Bishop's Comments about News Coverage Don't Hold up in a Test of Logic

The Morning Call [Allentown PA]
January 8, 2003

The Jan. 2 issue of The A.D. Times, the official newspaper of the Catholic Diocese of Allentown, carries an interview with Bishop Edward P. Cullen in which he discusses in some detail the sexual abuse of children by clergy members. The interview was summarized in The Morning Call on Sunday. Bishop Cullen is fairly open with his opinions, but one thing he said cannot be allowed to stand without challenge because it was unfair and without logic.

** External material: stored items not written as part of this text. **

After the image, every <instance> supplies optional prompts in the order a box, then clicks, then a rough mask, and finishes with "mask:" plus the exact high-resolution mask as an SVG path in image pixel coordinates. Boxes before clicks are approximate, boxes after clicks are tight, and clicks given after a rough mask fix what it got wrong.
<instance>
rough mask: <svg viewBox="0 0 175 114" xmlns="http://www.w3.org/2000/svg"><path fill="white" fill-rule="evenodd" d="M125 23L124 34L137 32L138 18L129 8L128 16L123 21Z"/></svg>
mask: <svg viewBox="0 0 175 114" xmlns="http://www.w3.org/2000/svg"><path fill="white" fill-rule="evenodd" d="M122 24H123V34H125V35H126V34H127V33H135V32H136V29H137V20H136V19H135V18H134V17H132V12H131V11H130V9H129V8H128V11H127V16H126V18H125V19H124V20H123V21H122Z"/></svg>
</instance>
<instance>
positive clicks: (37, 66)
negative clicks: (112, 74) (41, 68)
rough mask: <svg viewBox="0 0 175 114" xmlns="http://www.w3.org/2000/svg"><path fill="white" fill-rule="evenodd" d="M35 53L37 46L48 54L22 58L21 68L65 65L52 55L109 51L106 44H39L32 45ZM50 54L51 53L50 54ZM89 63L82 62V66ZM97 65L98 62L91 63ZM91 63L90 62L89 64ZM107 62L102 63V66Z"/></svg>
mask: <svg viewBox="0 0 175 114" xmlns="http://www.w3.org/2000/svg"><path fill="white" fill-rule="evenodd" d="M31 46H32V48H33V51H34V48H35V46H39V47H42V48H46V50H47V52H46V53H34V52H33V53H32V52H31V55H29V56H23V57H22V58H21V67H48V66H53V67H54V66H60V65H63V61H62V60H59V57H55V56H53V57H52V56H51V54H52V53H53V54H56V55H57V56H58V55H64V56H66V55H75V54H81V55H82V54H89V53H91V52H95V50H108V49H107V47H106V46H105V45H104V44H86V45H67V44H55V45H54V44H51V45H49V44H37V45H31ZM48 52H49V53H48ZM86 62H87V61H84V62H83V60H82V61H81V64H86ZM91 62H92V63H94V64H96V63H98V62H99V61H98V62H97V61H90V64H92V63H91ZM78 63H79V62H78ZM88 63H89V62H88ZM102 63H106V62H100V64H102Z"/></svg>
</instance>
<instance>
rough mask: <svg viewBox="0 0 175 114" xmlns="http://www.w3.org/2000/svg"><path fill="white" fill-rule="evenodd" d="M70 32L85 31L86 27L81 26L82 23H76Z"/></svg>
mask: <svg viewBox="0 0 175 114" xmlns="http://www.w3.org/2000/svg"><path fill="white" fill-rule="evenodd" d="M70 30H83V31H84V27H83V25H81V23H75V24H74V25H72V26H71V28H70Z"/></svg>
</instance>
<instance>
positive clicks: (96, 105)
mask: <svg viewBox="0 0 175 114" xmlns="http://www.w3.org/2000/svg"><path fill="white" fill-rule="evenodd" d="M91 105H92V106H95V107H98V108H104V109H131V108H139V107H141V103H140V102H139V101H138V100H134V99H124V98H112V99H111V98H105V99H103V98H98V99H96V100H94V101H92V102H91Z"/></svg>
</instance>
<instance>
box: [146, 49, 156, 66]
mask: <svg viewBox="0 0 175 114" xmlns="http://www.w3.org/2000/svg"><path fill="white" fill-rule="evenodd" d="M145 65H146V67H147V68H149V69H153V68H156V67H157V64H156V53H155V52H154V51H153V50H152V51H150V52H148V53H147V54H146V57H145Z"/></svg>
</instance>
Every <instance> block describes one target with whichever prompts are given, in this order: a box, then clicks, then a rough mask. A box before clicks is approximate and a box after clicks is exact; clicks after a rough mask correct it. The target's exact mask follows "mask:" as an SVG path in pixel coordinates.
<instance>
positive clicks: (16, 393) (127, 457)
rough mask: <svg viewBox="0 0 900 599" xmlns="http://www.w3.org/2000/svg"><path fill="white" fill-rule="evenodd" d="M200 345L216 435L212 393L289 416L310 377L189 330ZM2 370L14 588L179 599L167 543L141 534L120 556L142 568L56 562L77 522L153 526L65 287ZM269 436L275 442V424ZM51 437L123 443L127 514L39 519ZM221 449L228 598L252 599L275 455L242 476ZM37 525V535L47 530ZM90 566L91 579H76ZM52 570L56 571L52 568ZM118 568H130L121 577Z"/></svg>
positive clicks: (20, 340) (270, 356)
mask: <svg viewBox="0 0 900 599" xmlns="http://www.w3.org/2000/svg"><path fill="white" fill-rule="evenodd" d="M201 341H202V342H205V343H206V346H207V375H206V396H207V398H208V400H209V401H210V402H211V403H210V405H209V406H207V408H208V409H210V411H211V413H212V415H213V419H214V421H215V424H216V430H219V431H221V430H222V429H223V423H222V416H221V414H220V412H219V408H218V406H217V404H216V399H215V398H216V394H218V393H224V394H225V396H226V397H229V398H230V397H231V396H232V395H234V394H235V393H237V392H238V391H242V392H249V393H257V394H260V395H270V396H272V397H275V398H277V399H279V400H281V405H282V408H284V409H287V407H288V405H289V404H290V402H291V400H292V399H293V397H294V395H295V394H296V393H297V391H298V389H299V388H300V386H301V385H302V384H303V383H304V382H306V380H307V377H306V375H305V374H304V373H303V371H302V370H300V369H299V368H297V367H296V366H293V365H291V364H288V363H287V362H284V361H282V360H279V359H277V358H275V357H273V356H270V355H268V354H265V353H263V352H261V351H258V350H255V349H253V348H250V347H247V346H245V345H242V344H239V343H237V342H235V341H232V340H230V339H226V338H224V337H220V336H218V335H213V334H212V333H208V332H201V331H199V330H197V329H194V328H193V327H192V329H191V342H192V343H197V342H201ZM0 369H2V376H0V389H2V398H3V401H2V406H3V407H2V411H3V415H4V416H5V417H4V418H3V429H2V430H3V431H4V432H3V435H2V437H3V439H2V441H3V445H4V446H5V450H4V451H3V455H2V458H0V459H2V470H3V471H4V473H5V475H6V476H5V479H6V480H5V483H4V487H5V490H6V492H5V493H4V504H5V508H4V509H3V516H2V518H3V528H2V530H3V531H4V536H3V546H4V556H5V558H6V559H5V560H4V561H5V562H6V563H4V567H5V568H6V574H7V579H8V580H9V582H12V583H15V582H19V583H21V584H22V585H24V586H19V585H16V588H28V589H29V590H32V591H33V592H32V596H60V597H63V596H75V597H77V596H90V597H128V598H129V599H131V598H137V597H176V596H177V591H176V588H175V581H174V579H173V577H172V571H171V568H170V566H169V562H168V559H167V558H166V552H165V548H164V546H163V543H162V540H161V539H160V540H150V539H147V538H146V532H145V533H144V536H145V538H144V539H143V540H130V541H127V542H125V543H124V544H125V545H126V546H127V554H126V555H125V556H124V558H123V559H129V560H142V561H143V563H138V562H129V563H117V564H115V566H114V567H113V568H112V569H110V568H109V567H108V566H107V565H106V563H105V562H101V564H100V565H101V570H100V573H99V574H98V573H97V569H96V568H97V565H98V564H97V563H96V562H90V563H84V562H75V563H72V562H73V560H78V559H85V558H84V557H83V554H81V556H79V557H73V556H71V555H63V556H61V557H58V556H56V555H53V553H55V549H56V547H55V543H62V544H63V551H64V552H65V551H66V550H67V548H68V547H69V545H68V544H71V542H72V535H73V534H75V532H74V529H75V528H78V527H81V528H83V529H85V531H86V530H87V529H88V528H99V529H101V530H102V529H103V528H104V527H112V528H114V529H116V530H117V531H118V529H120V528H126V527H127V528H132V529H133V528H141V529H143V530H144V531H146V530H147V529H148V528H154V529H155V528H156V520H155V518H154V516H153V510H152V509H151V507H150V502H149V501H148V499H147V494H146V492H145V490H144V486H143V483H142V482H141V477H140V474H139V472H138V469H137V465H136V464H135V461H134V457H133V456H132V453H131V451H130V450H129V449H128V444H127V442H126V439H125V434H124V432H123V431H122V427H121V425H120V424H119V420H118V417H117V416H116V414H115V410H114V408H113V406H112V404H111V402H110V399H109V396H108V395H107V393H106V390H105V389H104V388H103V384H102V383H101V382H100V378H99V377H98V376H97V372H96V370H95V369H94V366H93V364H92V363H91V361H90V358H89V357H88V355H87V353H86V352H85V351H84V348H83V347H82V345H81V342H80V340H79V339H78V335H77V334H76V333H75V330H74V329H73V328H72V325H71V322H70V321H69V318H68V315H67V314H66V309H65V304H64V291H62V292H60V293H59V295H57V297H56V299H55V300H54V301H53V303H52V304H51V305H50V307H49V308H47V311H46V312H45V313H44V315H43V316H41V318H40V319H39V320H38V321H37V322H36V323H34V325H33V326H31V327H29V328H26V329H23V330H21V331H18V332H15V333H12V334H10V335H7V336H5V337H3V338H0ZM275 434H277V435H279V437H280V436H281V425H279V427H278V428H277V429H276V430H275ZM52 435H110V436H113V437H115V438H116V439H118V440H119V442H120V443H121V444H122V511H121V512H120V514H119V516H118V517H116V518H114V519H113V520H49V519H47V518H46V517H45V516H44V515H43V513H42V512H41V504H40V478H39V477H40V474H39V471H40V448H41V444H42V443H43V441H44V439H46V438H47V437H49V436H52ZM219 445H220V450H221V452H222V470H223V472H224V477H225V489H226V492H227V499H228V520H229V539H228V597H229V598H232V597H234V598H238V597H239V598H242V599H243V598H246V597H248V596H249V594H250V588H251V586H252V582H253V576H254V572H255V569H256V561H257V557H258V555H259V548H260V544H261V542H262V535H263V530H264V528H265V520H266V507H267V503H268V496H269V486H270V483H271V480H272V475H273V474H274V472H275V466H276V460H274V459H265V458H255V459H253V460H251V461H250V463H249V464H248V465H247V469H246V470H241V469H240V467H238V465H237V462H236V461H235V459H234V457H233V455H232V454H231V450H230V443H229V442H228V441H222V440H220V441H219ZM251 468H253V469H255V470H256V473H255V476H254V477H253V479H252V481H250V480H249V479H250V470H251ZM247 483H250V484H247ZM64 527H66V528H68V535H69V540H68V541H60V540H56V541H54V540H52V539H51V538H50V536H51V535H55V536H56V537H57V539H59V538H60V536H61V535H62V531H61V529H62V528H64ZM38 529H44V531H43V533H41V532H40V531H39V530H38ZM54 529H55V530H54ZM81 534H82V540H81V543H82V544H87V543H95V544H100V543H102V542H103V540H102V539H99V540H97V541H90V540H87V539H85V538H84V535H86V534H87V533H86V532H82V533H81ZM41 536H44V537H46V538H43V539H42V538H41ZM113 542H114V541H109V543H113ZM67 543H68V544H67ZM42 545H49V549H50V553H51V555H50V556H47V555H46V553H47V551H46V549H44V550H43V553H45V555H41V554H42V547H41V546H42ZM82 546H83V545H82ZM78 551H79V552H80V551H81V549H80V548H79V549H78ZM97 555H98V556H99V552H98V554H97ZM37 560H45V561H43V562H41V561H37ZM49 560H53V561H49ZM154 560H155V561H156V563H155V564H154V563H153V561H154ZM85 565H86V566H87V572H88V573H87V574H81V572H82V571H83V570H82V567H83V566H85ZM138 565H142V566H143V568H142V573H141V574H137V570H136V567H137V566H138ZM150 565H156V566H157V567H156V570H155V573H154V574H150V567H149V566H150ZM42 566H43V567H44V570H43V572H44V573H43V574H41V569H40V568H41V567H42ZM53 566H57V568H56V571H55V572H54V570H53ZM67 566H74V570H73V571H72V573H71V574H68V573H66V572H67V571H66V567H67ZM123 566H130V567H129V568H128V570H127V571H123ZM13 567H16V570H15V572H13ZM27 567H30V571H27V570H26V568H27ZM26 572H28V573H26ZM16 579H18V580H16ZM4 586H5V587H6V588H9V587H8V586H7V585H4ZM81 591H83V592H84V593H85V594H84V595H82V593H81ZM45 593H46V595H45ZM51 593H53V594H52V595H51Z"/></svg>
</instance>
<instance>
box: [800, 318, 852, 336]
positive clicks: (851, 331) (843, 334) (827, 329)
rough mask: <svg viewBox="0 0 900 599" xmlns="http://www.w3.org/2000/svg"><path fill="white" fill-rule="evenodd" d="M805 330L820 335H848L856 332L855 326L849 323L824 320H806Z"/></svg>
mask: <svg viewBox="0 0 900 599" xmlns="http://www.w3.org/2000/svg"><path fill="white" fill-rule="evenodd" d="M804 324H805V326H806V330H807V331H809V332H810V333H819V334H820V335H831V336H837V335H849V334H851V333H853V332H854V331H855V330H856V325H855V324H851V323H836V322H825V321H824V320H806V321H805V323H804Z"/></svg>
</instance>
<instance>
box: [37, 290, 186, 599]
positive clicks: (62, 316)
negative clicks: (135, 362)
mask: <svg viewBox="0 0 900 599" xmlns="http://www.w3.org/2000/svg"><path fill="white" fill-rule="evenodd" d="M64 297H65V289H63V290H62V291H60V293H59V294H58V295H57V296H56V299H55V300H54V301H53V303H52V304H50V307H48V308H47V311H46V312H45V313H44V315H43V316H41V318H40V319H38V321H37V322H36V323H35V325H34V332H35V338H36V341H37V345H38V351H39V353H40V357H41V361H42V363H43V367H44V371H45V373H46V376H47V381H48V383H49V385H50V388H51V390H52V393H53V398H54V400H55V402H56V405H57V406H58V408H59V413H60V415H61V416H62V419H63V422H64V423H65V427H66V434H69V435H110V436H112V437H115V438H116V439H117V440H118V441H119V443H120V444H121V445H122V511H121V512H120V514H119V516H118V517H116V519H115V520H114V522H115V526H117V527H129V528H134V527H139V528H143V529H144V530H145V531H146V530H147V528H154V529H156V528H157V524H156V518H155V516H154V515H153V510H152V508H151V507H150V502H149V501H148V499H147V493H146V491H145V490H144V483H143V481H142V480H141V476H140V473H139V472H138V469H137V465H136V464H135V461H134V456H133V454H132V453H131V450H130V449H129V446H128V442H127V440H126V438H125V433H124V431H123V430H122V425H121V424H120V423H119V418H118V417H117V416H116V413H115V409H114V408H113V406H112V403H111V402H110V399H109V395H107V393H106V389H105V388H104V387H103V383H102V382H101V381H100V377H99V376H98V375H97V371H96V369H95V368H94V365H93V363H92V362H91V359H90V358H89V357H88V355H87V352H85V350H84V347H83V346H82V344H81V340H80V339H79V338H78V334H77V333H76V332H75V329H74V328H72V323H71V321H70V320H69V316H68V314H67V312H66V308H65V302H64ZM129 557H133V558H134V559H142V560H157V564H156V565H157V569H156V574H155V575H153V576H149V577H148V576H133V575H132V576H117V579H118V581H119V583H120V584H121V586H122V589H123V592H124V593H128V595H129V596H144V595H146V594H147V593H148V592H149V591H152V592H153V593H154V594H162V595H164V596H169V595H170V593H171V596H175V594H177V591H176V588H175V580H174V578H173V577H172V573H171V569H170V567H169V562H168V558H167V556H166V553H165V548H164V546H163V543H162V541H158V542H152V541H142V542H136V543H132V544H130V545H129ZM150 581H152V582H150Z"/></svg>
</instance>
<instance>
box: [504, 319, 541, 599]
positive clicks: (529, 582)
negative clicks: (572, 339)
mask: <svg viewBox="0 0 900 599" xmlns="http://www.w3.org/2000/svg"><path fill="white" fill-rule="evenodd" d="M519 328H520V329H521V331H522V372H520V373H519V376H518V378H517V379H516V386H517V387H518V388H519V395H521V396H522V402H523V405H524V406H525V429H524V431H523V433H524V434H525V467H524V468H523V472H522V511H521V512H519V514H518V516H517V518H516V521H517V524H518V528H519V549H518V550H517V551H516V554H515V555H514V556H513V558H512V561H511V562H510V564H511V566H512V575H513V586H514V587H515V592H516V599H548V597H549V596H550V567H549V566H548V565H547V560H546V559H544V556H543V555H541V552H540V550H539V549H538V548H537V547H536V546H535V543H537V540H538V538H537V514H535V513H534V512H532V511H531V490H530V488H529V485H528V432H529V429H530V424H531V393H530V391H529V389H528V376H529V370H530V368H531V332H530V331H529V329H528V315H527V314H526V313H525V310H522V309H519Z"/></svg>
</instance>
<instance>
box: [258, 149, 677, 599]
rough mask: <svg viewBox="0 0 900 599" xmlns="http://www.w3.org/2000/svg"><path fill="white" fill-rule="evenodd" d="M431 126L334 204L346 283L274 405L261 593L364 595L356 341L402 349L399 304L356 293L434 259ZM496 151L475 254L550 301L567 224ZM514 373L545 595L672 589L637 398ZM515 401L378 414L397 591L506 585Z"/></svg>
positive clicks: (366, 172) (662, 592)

Bishop Cullen was asked to identify the aspect of the scandal that was most difficult for him to handle. His surprising response? ''Dealing with the media, especially The Morning Call.'' He elaborated by saying the newspaper repeated old news in ''a hammering and battering fashion.'' He said the stories sowed seeds of mistrust of the newspaper ''in the hearts of the Catholic community.'' He even said he found news coverage a bigger problem than dealing with victims, perpetrators or the police.

Anything a newspaper prints is fairly the subject of criticism, of course. If Bishop Cullen believes coverage or commentary was inaccurate or unfair, he ought to present his particulars. Otherwise, this sounds like a case of blaming the messenger for an unpleasant message. We understand that The A.D. Times provides a way for the bishop to communicate with the people of the Allentown Diocese, and his words here will be welcome by some. But among the readers of The A.D. Times are many Catholics who believe that the hierarchy's handling of complaints of abuse was part of the problem in the first place. What is he saying to them?

The illogic lies in the conflict between Bishop Cullen's words about the newspaper and his statement, in the same interview, that ''this horrific crisis will present an unprecedented renewal.'' Had it not been for the lead reporting by The Boston Globe over the past two years (and coverage by local papers like The Morning Call), the scandal would have stayed where it was for years — hidden in the chanceries.

In pursuit of the painful but cleansing results, what the bishops did hardly qualifies as leadership. What newspapers like The Morning Call did is a matter of public record.